You might have heard of Alex Rodriguez. You know, one of the best shortstops of all time, gets paid a lot, plays for the Yankees except when he's benched for Eric Chavez -- that guy. Perhaps you've heard that he's having another tough postseason, and that the Yankees aren't playing him against right-handed pitchers too often. As is often the case in the Big Apple, this story is spiraling out of control.
Now the story is this: perhaps A-Rod is on his way out of New York. Well, former SportsCenter anchor Keith Olbermann believes that he has broken a big story: that the Marlins and Yankees are interested in a trade of the all-time great. Though it's based on a slightly-sketchy premise, and it hasn't been broken by one of the typical big-time news sources close to big team sources, there's been buy-in to this rumor. The wheels are turning.

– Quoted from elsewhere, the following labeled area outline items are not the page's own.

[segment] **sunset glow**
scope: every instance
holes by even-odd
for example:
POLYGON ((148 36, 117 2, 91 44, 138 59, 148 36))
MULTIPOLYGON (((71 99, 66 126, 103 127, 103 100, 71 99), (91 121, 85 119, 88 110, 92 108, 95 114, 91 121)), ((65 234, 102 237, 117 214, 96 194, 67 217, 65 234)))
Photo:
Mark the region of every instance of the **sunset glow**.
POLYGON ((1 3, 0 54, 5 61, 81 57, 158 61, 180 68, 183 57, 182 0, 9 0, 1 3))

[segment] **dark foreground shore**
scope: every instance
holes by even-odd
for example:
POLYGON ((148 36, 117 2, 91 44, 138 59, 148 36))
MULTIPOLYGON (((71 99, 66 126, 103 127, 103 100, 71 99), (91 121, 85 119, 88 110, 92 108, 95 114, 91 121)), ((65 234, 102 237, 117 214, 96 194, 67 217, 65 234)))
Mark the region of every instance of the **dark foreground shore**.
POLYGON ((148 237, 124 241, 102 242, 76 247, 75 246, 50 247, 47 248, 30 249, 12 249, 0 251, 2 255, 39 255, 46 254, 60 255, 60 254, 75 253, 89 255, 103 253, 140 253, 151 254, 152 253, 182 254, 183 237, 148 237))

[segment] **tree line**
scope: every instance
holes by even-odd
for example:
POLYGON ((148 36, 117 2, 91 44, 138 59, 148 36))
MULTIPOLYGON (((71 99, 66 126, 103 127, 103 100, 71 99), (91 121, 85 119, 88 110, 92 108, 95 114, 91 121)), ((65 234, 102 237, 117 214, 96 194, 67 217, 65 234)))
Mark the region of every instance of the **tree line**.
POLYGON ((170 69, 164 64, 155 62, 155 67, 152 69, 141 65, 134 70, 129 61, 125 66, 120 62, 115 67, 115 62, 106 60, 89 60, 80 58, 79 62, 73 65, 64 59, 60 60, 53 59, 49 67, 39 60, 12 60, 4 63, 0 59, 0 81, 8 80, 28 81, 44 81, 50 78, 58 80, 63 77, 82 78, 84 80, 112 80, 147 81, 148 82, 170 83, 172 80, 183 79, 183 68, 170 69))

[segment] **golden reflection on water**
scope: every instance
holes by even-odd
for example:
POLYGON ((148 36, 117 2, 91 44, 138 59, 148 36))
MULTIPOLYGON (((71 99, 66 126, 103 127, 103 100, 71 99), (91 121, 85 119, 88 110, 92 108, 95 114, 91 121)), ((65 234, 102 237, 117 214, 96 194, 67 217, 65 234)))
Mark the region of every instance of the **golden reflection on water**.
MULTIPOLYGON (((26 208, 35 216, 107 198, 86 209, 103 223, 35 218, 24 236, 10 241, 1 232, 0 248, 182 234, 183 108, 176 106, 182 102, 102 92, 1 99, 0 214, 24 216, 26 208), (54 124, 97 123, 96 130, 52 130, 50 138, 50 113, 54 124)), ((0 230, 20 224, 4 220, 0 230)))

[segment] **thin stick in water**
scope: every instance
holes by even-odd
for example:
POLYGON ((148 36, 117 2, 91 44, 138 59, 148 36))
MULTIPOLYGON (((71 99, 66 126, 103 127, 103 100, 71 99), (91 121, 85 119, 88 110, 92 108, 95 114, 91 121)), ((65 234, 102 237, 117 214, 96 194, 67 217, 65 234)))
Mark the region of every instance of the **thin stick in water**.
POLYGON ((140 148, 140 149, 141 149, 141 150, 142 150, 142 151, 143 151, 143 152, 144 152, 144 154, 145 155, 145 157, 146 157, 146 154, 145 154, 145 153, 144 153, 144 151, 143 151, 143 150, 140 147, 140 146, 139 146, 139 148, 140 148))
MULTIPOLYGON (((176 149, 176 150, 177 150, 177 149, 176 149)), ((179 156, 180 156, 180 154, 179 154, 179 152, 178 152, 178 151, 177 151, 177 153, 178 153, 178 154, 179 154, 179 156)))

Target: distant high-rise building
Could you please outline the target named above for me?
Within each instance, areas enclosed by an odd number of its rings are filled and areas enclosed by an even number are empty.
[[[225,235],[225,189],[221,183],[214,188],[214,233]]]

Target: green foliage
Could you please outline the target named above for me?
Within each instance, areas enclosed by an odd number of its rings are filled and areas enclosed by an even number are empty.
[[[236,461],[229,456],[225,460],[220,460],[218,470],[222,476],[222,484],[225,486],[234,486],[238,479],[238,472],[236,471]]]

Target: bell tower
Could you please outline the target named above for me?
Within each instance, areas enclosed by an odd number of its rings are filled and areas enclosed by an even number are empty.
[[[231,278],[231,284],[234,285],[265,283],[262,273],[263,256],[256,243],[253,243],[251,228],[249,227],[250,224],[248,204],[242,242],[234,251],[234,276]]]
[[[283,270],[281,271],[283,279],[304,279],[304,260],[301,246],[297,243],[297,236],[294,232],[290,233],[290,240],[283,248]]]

Quite honestly, I have a tough time believing that a trade of A-Rod is a possibility. Not only does A-Rod have a no-trade clause, he's also one of the highest-paid players in baseball. Any team trading for Alex Rodriguez would have no interest in paying all of his contract. Beyond that, he's certainly in the decline phase of his career, often banged up, and a lightning rod for media controversy. While he may want to get out of New York, he's simply not a fit for most major-league teams, and the Yankees may not want to pay him a huge chunk of money to not play for their team.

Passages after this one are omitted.